— Chega disso. Leia e vamos embora. — A educação em pessoa de sobretudo preto me entregou um papel e eu gelei ao reconhecê-lo.

Era um bilhete que meu pai há muitos anos me instruiu como código. Ele dizia que se algo acontecesse, enviaria alguém de sua confiança com aquele bilhete em mãos e eu deveria confiar naquela pessoa. E ali estava a carta, ali estavam as pessoas, mas onde estavam os meus pais?

Um dia antes

— Querida, está preparada para as aulas amanhã? — Minha mãe perguntou quando me viu arrumando a mochila para o primeiro dia na Universidade de Nova York.

— Estou um pouco nervosa. — Falei pegando um caderno que estava jogado em cima da minha cama. Sua capa era rosa e parecia se camuflar com o edredom da mesma cor.

— Eu notei. Já são duas horas da manhã e você ainda está arrumando essa mochila. — Ela sorriu e veio até mim. — O que está acontecendo?

Eu nunca conseguiria esconder nada da minha mãe nem se quisesse. O trabalho dos meus pais era descobrir o que ninguém mais conseguia. Eles trabalhavam para uma organização secreta do governo e isso nunca foi segredo para mim. Meu pai decidiu me contar quando eu tinha quatorze anos e poderia entender melhor o que eles faziam. Ele queria me preparar para tudo, pois aquele tipo de emprego era atribulado e coisas ruins poderiam acontecer a qualquer momento. Não sabia ao certo o que eles faziam ou o que tinham que descobrir, mas entendia quando eles não voltavam para casa certas noites e eu tinha que dormir na casa da minha amiga Olivia. Nunca disse como me sentia a respeito. Acreditava que não seria bom revelar que sempre que eles se afastavam, tinha a sensação de que eles nunca mais voltariam e isso quebrava o meu mundo por instantes até que aquela sensação fosse embora. Então, já que não havia mais nada a fazer, me restava simplesmente esperar que voltassem para mim.

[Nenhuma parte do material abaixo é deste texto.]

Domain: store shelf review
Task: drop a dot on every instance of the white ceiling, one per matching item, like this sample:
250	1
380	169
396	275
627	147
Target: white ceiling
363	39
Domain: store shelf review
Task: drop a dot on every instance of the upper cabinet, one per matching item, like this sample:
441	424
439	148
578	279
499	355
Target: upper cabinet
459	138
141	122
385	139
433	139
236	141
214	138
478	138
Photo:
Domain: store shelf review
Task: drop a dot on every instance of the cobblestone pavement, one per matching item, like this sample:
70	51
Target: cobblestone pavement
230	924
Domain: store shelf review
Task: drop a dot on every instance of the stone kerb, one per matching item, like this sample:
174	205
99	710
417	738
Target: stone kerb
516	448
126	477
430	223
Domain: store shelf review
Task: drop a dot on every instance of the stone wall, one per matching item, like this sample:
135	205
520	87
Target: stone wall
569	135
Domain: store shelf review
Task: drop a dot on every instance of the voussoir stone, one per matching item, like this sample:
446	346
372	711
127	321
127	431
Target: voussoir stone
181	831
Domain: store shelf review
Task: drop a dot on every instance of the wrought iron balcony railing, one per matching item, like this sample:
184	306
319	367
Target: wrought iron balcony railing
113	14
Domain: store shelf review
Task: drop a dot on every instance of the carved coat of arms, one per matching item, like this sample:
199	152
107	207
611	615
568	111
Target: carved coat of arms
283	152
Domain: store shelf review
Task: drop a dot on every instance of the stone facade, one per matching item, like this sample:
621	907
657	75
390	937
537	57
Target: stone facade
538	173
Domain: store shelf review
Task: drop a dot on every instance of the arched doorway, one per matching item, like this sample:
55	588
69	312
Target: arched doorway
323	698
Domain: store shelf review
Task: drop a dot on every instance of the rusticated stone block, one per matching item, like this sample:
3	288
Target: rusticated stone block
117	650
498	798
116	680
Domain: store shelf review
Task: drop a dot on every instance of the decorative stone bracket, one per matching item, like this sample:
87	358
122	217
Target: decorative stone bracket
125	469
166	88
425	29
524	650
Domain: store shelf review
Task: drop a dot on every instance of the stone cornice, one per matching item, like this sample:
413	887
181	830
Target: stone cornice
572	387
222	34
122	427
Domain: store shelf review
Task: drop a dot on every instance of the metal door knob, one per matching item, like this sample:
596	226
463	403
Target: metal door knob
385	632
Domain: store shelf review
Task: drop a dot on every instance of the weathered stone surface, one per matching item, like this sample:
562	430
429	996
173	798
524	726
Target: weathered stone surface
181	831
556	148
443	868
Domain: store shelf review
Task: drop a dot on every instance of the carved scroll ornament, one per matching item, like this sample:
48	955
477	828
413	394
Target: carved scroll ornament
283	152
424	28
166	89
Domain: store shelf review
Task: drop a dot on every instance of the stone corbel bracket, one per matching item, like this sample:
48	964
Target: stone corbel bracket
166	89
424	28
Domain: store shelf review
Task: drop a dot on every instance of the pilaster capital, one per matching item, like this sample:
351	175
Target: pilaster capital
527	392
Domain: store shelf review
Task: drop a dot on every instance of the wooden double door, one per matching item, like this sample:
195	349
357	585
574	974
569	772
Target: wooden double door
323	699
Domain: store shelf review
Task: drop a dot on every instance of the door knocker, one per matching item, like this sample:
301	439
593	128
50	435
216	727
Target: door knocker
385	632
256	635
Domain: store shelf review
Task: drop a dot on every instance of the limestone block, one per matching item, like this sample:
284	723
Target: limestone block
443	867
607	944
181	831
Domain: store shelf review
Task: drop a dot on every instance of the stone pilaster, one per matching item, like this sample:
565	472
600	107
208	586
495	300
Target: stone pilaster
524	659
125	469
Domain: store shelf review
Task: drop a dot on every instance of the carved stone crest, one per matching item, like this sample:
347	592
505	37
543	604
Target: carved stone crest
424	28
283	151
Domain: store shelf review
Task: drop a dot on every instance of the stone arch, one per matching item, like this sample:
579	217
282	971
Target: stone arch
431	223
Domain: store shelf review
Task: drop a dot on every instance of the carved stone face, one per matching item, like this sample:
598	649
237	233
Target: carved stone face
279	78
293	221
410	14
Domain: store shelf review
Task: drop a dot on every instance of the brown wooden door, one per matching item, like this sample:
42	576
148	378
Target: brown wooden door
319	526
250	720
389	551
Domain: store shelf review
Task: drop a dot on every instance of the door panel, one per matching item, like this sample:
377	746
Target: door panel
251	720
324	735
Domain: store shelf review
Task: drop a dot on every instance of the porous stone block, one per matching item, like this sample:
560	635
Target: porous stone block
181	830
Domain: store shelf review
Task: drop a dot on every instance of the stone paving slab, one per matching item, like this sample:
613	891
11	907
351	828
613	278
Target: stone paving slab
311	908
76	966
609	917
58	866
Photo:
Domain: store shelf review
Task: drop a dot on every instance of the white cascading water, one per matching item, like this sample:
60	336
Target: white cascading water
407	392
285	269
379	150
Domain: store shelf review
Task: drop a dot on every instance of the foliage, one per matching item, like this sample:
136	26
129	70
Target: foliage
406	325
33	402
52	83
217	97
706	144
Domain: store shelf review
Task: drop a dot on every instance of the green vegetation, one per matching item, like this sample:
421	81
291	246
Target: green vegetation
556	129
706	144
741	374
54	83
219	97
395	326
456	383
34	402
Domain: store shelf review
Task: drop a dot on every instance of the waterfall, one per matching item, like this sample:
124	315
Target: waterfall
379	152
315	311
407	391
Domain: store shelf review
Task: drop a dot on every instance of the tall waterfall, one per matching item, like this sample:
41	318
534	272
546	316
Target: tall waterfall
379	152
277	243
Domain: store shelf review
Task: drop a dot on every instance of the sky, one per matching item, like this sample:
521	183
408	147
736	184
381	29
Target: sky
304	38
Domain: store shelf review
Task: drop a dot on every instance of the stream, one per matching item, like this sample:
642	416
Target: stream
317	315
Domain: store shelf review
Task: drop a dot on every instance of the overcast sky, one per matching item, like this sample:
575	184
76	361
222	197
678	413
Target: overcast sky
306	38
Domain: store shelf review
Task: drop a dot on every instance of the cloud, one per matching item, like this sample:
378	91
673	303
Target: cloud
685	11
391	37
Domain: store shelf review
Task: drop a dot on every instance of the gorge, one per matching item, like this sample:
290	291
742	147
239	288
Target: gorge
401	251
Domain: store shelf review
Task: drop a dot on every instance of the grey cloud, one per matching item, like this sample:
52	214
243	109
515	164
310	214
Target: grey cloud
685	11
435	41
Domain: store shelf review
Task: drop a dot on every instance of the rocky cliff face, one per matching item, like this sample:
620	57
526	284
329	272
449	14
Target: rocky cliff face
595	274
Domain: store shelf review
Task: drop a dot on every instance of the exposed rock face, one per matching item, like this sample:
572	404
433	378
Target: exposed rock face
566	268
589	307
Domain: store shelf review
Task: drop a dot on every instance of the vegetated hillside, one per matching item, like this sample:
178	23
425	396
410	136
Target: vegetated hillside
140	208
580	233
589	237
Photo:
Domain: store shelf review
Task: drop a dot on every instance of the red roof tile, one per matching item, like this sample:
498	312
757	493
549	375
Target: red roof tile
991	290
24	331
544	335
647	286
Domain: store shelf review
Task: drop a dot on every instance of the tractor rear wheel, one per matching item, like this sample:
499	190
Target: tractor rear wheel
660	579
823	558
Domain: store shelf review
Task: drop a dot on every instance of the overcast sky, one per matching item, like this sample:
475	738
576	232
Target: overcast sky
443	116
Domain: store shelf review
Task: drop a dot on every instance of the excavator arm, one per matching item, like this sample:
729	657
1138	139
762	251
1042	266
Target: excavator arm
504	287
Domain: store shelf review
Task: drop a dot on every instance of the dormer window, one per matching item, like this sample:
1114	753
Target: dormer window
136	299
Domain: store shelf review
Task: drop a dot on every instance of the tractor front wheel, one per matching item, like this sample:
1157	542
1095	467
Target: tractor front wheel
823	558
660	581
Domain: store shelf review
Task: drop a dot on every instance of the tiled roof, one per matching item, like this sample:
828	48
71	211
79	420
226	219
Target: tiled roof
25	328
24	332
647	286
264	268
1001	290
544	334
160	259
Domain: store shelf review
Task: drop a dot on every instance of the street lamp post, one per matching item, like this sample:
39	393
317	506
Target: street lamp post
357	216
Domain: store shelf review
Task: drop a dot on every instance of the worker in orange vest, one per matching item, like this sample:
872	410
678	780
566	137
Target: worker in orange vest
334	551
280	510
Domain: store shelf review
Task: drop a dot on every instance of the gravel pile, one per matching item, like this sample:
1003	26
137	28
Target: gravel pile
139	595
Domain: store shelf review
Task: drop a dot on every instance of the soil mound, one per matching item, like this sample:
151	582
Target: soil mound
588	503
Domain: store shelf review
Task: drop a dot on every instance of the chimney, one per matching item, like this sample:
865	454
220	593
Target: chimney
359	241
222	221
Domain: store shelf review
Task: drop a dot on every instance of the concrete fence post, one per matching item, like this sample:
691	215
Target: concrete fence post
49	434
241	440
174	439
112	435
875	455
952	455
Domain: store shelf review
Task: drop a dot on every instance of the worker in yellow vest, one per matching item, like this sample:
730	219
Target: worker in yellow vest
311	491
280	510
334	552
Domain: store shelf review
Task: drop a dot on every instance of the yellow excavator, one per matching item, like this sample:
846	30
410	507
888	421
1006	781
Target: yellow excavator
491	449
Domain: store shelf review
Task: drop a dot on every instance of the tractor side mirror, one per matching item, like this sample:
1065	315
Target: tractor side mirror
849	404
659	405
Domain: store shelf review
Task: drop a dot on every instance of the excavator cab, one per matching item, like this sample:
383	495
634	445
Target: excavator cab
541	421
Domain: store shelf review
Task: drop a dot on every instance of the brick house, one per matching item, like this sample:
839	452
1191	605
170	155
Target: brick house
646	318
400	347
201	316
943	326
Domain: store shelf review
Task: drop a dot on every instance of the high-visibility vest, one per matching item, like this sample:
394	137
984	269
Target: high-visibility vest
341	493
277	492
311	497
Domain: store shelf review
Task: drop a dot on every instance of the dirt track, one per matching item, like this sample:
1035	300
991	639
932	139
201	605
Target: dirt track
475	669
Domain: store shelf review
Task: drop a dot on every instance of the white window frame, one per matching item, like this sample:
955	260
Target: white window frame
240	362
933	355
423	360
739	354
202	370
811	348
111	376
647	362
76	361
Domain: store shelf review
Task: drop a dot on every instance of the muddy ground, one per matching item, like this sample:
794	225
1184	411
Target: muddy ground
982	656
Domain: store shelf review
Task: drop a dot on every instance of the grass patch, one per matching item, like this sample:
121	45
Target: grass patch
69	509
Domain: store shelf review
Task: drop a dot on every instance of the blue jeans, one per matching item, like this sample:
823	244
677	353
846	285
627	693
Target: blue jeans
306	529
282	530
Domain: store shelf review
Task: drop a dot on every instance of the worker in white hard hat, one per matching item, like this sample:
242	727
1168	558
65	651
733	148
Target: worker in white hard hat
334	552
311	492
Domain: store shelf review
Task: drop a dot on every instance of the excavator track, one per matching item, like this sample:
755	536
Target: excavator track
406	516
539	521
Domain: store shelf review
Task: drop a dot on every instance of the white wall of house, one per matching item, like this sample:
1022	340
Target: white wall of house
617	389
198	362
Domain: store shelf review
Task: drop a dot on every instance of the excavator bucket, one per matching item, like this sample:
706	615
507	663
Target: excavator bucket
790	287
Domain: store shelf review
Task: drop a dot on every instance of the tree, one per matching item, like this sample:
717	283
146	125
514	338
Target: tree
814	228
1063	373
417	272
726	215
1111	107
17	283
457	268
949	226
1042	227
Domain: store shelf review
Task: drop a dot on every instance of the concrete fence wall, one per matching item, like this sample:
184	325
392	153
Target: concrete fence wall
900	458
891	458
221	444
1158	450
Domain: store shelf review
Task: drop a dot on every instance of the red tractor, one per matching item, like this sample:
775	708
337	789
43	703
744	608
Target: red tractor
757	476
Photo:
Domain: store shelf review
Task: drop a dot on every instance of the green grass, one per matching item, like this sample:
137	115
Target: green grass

— É o Marcus! — Respondi, me desfazendo desses pensamentos e abandonando minha bolsa no chão.

— O que tem ele? — Meu pai apareceu na porta do quarto, como se estivesse escutando a conversa o tempo todo.

— Pai! — Reclamei alto pela falta de privacidade.

— Paul, nos deixe sozinhas. — Minha mãe rebateu e ele saiu resmungando.

Meu pai nunca gostou do Marcus e quando começamos a namorar, ele o odiou ainda mais. Marcus morava duas ruas da minha casa e era normal nos encontrarmos pelos lugares. Principalmente, na escola. Quando começamos a namorar, ele veio até à minha casa conversar com o meu pai e foi um desastre completo.

Nunca tinha namorado antes e mal sabia como me portar, e além de tudo tinha um pai super protetor. Cinco meses depois, nosso namoro havia acabado. Não tínhamos liberdade nem intimidade o suficiente e quando percebi aquela situação, resolvi terminar. Mesmo gostando dele a ponto de sentir meu coração pular, preferi tomar a iniciativa, caso contrário, ele o faria e eu me sentiria pior. Afinal, quem quer namorar alguém que estaria sempre embaixo dos olhos do pai? O motivo real, eu não sabia. Meu pai sempre me alertava sobre os homens, mas nunca demostrou ser um pai grudento e conservador. Comecei a acreditar que o problema maior não era eu namorar, mas que o escolhido fosse Marcus.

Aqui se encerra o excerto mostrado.